Figures from the Tokyo Games show track and field is more popular than anything else but World Athletics president Seb Coe warns we should not rest on our laurels

Recent years have seen cycling, swimming and gymnastics threatening the traditional supremacy of athletics as the biggest and most popular Olympic sport. Triathlon, beach volleyball, surfing and skateboarding are all making their mark too.

Track and field athletics, though, remains the No.1 sport at the greatest show on earth. World Athletics president Seb Coe says it is not based on anecdotal evidence either but pure stats.

“We had the highest number of broadcast viewing hours in Tokyo by some distance ahead of any other Olympic sports with some 2.2 million hours,” he said on Friday during an end-of-year interview.

“Athletics had the largest number of media articles written about it – some 10,000 – compared to other sports,” he added. “We had the highest number of shared articles across social media, which was roughly about 700 million, and that led to over 62 million conversations on social media around athletics, plus the highest number of video views across the IOC and the Tokyo Olympic Games websites and app of more than half a million.”

These Games-time findings are related to the study commissioned by the IOC to Publicis Sport & Entertainment (PSE), an independent agency that collected and consolidated the sport and event data from a variety of third-party sources across a number of pre-established territories from all continents.

Coe admits he enjoys rubbing this in when he is in IOC circles or mingling with people from other sporting governing bodies. But he refuses to get complacent.

When asked if he feels athletics has been in danger of losing its pole position in recent years, or whether it might stumble in future, he replies: “Look, it’s actually not a bad trait in life to be slightly paranoid about everything. While I’m president of World Athletics it’s my intention to make sure that our sport becomes stronger, more globally representative and that every time we leave a championship we’ve got data to reflect on.

“I say this with pride that we are the No.1 Olympic sport, but that’s only one metric because there are other sports such as basketball, which is an Olympic sport but if you see it in its professional manifestation (it is huge).

“So we have to recognise that there are other sports out there and there are other sports that we may not even be thinking about at the moment. I read a very interesting piece recently which was looking slightly into the future about the fact there are AI algorithms that are actually at this moment trying to figure out what the next sport might look like.”

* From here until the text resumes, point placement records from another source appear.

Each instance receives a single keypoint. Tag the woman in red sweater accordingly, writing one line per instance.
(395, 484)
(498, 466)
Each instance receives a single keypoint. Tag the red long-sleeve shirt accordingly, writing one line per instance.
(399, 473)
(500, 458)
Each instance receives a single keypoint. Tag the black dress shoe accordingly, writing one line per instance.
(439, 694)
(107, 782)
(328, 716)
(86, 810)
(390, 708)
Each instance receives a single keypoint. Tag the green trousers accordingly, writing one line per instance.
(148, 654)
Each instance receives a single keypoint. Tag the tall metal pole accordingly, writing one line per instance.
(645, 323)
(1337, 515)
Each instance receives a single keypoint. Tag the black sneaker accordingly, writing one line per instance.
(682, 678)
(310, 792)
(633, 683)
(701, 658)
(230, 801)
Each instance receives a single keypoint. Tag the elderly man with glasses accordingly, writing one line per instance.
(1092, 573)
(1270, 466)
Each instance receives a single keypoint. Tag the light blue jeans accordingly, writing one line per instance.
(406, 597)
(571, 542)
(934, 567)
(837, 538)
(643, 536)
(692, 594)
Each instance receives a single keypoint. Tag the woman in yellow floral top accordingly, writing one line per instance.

Coe says World Athletics plan to work on improving the sport’s popularity in 2022 and have a brilliant opportunity to leave “an indelible footprint” at the World Championships in Eugene, Oregon.

The global governing body plan to do this via social media but without neglecting the role of television. “We can’t underestimate the power of TV,” says Coe.

There are also, he reveals, discussions to produce a Netflix-type documentary series about athletics in a similar style to the Drive to Survive programmes about Formula 1 and The Last Dance about the Chicago Bulls basketball team during the Michael Jordan era.

“EBU (European Broadcasting Union) is talking about some quite creative stuff,” he says, “maybe even a documentary series around athletics – a similar kind of Netflix Drive to Survive documentary which would allow (cameras) to go behind the scenes and allow us to access new audiences which might not naturally gravitate to our sport in the same way that Formula 1 has been dramatically impacted by that. Similarly, European interest in basketball was sparked by The Last Dance. These are important vehicles and I think we should be utilising those.”

“We cannot rest on our laurels,” he continues. “And while it’s nice to be able to say we are the No.1 Olympic sport, it can’t just become an academic conversation because the biggest challenge we’ve got is probably not from sport. It’s from other areas of activity where young people have a shorter focus.

“What they consume in terms of content is much shorter (these days). If you speak to anybody in broadcast, they’ll tell you that the average length that most people would prefer to watch television programme is about 7-8 minutes. So it means that we’ve got to be very clear that our benchmark is not just sport.

“If our activity is sport, our business is entertainment – and we mustn’t forget that. And that’s not to jettison what we celebrate as our sport. But we have to just recognise we live in a very fast changing world and sport is only one element of that in the lives of young people. And for some young people, it’s less important than it’s ever been. And we need to make sure that we just move with those times.”